ESKİŞEHİR: ADI ESKİ, MAZİSİ KADİM, KENDİSİ MODERN ŞEHİR
Ülkemizde, hatta tüm dünyada, büyük şehirlerin her geçen gün daha da kalabalıklaşması, metropollerde yeşil alanların giderek azalması, geleneksel işletmelerin yerini hızla zincir markalara bırakması ve tüm bu nedenlerle insanların günbegün daha gergin ve daha mutsuz hissetmesi artık kanıksadığımız bir gerçek oldu. Ancak yıllardır bu kent anlattıklarımın tam tersi yönde değişim gösteriyor, olağana meydan okuyor ve yerlisiyle, misafiriyle, yöneticileriyle çağın dayatmalarına değil kendi doğrularına göre şekilleniyor. Evet, artık Eskişehir’ in ne kadar özel bir şehir olduğunu, pek çok farklı özelliğiyle bulunduğu coğrafyada nasıl bir yıldız gibi parladığını duymayan kalmadı. Bir alkış da şehrin imaj ve tanıtım sorumluluğunu üstlenenlere o zaman.

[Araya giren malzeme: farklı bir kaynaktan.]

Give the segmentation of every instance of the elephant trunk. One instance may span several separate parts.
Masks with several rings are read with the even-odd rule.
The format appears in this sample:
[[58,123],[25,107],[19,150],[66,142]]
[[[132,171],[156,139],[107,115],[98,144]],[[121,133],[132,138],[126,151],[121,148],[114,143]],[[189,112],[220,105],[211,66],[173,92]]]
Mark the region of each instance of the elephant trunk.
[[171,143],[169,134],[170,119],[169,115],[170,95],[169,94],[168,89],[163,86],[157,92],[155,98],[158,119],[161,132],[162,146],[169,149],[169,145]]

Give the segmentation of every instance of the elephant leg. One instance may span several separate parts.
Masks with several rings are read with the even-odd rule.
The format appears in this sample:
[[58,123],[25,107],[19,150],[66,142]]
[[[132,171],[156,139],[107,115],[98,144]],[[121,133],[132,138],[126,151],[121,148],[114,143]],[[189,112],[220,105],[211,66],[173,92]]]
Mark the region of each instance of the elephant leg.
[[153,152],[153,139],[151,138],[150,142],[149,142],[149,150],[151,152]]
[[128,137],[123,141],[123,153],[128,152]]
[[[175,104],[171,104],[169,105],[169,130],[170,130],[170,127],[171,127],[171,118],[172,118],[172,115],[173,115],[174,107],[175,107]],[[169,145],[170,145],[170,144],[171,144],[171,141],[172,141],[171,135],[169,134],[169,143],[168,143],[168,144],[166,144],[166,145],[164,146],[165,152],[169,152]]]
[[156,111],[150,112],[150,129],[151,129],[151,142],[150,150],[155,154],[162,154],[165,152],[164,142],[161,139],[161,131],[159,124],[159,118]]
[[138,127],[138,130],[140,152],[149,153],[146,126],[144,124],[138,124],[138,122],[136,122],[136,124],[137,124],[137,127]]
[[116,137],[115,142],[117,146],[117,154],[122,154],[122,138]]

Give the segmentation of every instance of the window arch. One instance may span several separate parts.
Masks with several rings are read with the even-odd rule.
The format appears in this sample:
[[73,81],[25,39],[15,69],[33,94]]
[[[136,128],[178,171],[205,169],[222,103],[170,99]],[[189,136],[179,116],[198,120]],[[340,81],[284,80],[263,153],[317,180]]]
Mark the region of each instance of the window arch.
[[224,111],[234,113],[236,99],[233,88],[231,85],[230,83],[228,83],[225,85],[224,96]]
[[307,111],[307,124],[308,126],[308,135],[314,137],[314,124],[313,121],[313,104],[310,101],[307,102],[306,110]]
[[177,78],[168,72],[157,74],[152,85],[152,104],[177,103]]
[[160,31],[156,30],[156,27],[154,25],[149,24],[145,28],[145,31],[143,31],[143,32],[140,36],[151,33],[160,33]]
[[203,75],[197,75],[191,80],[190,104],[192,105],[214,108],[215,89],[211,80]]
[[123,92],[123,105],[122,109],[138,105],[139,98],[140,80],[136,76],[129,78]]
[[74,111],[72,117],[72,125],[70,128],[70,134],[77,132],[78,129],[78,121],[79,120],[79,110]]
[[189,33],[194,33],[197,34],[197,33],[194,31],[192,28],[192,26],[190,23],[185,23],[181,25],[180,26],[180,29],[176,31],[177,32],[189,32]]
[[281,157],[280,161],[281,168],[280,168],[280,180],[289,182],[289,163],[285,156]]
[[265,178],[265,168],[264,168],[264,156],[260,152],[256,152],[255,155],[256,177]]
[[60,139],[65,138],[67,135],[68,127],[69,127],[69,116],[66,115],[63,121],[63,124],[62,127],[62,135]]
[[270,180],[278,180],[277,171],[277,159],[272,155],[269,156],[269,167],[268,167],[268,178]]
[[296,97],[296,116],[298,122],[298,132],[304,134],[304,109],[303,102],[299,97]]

Evet, başarılı belediyecilik ve altyapı şehrin böyle düzenli ve huzurlu olmasında önemli etkenler ancak bizce en büyük pay her şeye rağmen insanların pozitif kalmayı başarabilmesinde. Yerli halk ve üniversiteliler birlikte, uyum içinde yaşıyorlar. Herkes birbirinin kişisel sınırlarına saygılı ve kimse kimseyi yargılamıyor. İşte yaşanır ve mutlu bir şehir olmanın sırrı bu!
ESKİŞEHİR’ DE NEREDE KALINIR?
Şehirde bolca konaklama alternatifi mevcut. Oteller temel olarak; kuzeyde Bağlar, hemen güneyinde Adalar ve en güneyde Odunpazarı Evleri bölgelerinde yoğunlaşmış durumda. Biz hem mekanlara yakın olmak hem de şehrin atmosferini doya doya hissetmeniz için Odunpazarı Evleri bölgesinde, restore edilerek otele çevrilmiş tesislerden birinde kalmanızı tavsiye ediyoruz. Burada, bütçeniz ve müsaitlik durumlarına göre Arslanlı Konak, Arasta Konak ve Abacı Konak otellerine bir bakmanızı öneririm. (Otellere tıklayarak inceleyebilirsiniz)

ESKİŞEHİR’ DE NEREDE, NE YENİR?
Papağan Çibörek: Çibörek bir Kırım yemeği. Ve şehirde Kırım göçmeni, yani Tatar kökenli nüfus oldukça fazla. Kıpçak Lehçe’ sinde “Çi” lezzetli anlamına geliyormuş. Böreğin adı Türkçe’ de yanlış yorumlanarak “Çiğ Börek’ e dönüşmüş.
Kırım Tatar Kültür Evi: Çibörek denemek için bir başka başarılı mekan.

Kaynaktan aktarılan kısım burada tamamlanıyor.